ELECTRIC CO-OP TRANSPARENCY BILL PASSES SENATE
|Senators Craig Estes of Wichita Falls (left) and Steve Ogden of Bryan vote in favor of Estes' bill to permit the University of North Texas to charge a fee to fund a new football stadium.|
(AUSTIN) — Legislation that would bring more transparency and accountability to electric co-operatives in Texas passed the Senate on a unanimous vote Wednesday. This bill would address issues raised during the interim specifically related to Pedernales Electric Cooperative, the largest electric co-op in the country. Bill author and Senate Business and Commerce Committee Chairman Troy Fraser began investigating the PEC during the interim following allegations of misappropriation of funds and director election irregularity. When Fraser himself couldn't get access to a board meeting, he began looking at ways to improve transparency not only at Pedernales but at co-ops around the state. "We had a problem at Pedernales that they were rigging elections, and it was impossible for anyone from the outside to get elected because the board and management controlled that, as they had for 40 years," said Fraser. "We identified it, and obviously we're changing it."

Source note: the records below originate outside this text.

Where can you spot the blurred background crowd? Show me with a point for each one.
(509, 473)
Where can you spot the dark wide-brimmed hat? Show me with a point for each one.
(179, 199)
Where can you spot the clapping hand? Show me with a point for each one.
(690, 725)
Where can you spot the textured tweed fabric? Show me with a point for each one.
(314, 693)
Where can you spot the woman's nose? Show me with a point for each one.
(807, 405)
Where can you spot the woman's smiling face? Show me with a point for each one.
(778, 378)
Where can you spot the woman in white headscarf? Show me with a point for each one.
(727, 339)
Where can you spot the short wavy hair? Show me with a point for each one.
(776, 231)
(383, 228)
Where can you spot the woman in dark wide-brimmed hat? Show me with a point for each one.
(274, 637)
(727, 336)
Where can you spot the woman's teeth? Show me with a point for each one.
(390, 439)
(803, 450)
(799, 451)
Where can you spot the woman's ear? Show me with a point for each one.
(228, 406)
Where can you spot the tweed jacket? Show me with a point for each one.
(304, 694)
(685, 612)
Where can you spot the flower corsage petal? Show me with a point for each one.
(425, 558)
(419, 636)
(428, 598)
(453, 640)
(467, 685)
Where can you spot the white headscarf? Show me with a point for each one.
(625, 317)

|Senator Eliot Shapleigh of El Paso discusses a bill that seeks to increase access and transparency at electric co-operatives in Texas.|
SB 921 would require elections for electric co-op boards of directors be open to any member that wants to run. Co-op members would have to be notified of board meetings before hand, and all meetings would be open to any member. Meeting records would have to be available to the public, and the state could audit financial transactions and operations of a co-op if approved by the Legislative Audit Committee. The bill includes stiffer regulations for the Pedernales co-operative, prohibiting proxy voting in director's elections and requiring that directors be elected by district.

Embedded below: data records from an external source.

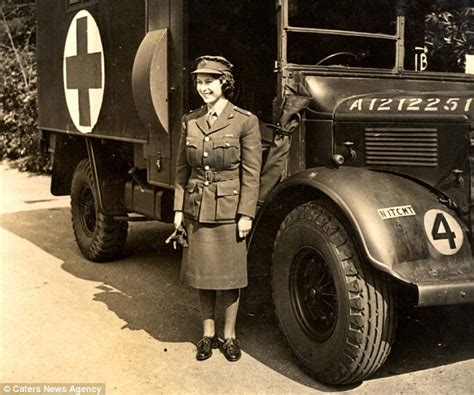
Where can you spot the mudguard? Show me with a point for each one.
(402, 227)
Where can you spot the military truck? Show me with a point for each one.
(366, 109)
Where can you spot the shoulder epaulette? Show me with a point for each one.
(242, 111)
(190, 113)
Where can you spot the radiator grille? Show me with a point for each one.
(401, 146)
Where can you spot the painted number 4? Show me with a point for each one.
(443, 231)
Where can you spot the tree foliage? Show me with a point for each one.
(20, 140)
(448, 37)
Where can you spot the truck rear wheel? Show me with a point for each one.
(98, 236)
(337, 314)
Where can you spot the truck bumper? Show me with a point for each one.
(445, 293)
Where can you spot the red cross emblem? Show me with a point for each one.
(83, 68)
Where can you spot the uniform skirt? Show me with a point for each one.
(215, 257)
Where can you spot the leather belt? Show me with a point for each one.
(209, 176)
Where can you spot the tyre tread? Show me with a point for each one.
(372, 321)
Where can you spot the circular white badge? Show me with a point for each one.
(443, 231)
(84, 71)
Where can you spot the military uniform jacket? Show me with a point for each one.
(218, 167)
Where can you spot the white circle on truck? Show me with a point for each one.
(443, 231)
(84, 71)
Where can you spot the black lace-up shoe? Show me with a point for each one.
(231, 349)
(205, 346)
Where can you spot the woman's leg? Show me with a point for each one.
(231, 300)
(207, 301)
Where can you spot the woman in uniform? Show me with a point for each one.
(216, 191)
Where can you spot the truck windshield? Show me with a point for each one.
(439, 35)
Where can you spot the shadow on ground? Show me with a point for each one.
(144, 290)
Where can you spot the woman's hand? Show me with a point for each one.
(244, 225)
(178, 221)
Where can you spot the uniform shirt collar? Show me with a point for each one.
(218, 107)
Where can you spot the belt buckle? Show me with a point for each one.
(209, 176)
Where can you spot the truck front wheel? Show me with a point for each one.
(99, 237)
(336, 312)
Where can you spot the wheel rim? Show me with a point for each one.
(313, 294)
(87, 210)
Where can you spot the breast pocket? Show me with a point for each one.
(226, 153)
(227, 199)
(192, 151)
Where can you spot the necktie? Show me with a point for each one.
(211, 117)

Flower Mound Senator Jane Nelson praised the bill, but called on Fraser to continue to monitor transparency and access at co-ops around the state and not just Pedernales. "I don't think this is an isolated problem with just one co-op," said Nelson.
Also approved was a measure that would set in place a regulatory frame work for carbon sequestration and storage in Texas. Carbon sequestration is a process where carbon dioxide emissions from power plants and other sources are captured and placed in the ground instead of escaping into the atmosphere. Carbon dioxide captured in this way can also be injected into dwindling oil wells to push additional crude out of the ground. SB 1387, by Amarillo Senator Kel Seliger, would put the state Railroad Commission in charge of the process, requiring them to set up rules and regulations surrounding carbon sequestration and its extraction for industrial use.
The Senate will reconvene Thursday, April 23 at 8 a.m. to consider the Local and Uncontested Calendar, and will meet in regular session at 11 a.m.